Back in October, I was part of a panel at Loyola University’s News Literacy and Digital Citizenship Initiative, a conference aimed at arming teachers with the tools to educate students about becoming more knowledgeable consumers of news and entertainment on the web. I’m not a teacher, but I have seen firsthand how hard it is to convince web users to do something they don’t want to do. Much of my presentation concerned the idea that with the increasing amounts of content available to us online, the need was greater than ever for some kind of trusted source to guide users to the good stuff.
This curation can take many forms, from RSS feeds of favorite blogs, to link aggregators like Digg and Reddit, to things like PopMatters’ Moving Citations, to personal networks of friends on Facebook and Twitter. Most of us have some pattern of sites we visit regularly, and these trusted sources become influential to how we form opinions and make choices. The obvious – and oft-cited— drawback of experiencing the world through such a filter is that you might miss something, whether intentionally (say, a hardcore liberal shutting out all contradictory political views) or unintentionally.

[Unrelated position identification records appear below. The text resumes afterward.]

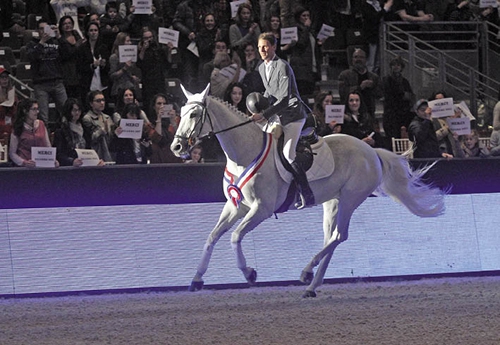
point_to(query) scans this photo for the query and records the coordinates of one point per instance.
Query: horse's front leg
(228, 217)
(257, 214)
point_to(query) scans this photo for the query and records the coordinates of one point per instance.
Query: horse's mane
(230, 107)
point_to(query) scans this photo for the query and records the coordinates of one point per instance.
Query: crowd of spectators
(74, 57)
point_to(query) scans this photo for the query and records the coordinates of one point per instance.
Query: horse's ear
(186, 92)
(204, 94)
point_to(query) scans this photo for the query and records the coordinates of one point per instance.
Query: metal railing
(450, 56)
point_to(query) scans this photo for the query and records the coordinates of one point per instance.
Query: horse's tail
(405, 185)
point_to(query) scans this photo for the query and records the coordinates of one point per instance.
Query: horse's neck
(241, 144)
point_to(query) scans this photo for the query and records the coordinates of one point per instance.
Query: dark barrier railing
(185, 183)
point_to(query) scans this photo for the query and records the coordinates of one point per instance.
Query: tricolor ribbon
(236, 184)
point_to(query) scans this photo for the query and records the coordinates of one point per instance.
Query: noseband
(200, 122)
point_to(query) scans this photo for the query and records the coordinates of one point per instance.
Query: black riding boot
(306, 194)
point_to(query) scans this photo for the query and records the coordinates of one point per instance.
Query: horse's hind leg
(339, 234)
(227, 219)
(254, 217)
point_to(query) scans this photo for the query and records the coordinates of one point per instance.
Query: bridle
(200, 122)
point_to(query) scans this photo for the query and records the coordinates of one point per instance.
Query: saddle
(316, 167)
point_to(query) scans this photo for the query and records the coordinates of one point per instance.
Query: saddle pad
(323, 164)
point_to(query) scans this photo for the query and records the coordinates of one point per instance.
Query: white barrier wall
(125, 247)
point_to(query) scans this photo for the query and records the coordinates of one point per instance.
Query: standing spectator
(244, 30)
(69, 42)
(359, 78)
(358, 123)
(206, 71)
(373, 13)
(63, 8)
(28, 132)
(153, 60)
(111, 23)
(93, 61)
(219, 82)
(69, 136)
(8, 105)
(128, 150)
(98, 127)
(123, 75)
(421, 132)
(188, 21)
(305, 54)
(236, 95)
(45, 57)
(205, 41)
(398, 100)
(161, 131)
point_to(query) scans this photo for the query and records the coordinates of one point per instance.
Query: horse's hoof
(196, 286)
(252, 277)
(308, 294)
(306, 277)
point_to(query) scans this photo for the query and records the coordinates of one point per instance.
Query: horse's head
(192, 124)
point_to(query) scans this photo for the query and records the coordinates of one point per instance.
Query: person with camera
(45, 57)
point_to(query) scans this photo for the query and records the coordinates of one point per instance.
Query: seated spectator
(126, 96)
(322, 128)
(196, 155)
(112, 23)
(409, 11)
(236, 95)
(244, 30)
(28, 132)
(93, 61)
(359, 78)
(69, 136)
(45, 57)
(128, 150)
(421, 132)
(161, 130)
(8, 105)
(123, 75)
(398, 99)
(472, 147)
(98, 127)
(69, 42)
(358, 123)
(219, 82)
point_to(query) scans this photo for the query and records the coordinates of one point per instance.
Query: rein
(203, 119)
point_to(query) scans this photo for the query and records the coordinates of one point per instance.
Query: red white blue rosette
(235, 195)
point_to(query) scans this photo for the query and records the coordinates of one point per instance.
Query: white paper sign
(143, 6)
(44, 157)
(88, 157)
(442, 107)
(234, 7)
(166, 109)
(193, 48)
(465, 110)
(325, 32)
(168, 35)
(334, 112)
(459, 125)
(488, 3)
(127, 53)
(230, 71)
(288, 35)
(131, 128)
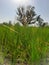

In a perfect world, these curators would only be a first stop. Someone like Adam Lambert or Stephen Colbert piques your interest in a topic, and inspires you to seek out more information from a more comprehensive news source. That’s admittedly idealistic, but it’s a reason why major news organizations like the New York Times will continue to have a role: to provide needed depth. After all, as they’re often quick to point out, much of the content that curators provide can almost always be traced back to an old-media source. What may not survive, however, are the intermediate publications like Newsweek and Time, which, as Clive Thompson pointed out in a recent Wired piece, provide neither the necessary depth nor that immediate, conversational connection.
I’ve always been a little conflicted about artists getting atop soapboxes; on the one hand, their sense of responsibility is admirable, but on the other, should we really care what they think? This new reality seems to imply that yes, we should – because enough other people do. As social media theorist Clay Shirky wrote in Here Comes Everybody, “everyone is a media outlet”, from the lowliest blogger to the top international news organization to, yes, the celebrity with the massive Twitter following.
The influence of popular artists on the general public is certainly nothing new, but their power has increased exponentially online, as evidenced by the recent “Digital Death” campaign. I wouldn’t be surprised if we see even more celebrities atop next year’s influential Tweeters list, and, one day in the future, even begin to see them as legitimate sources. Can you hear opportunity knocking, future economic correspondent @MCHammer?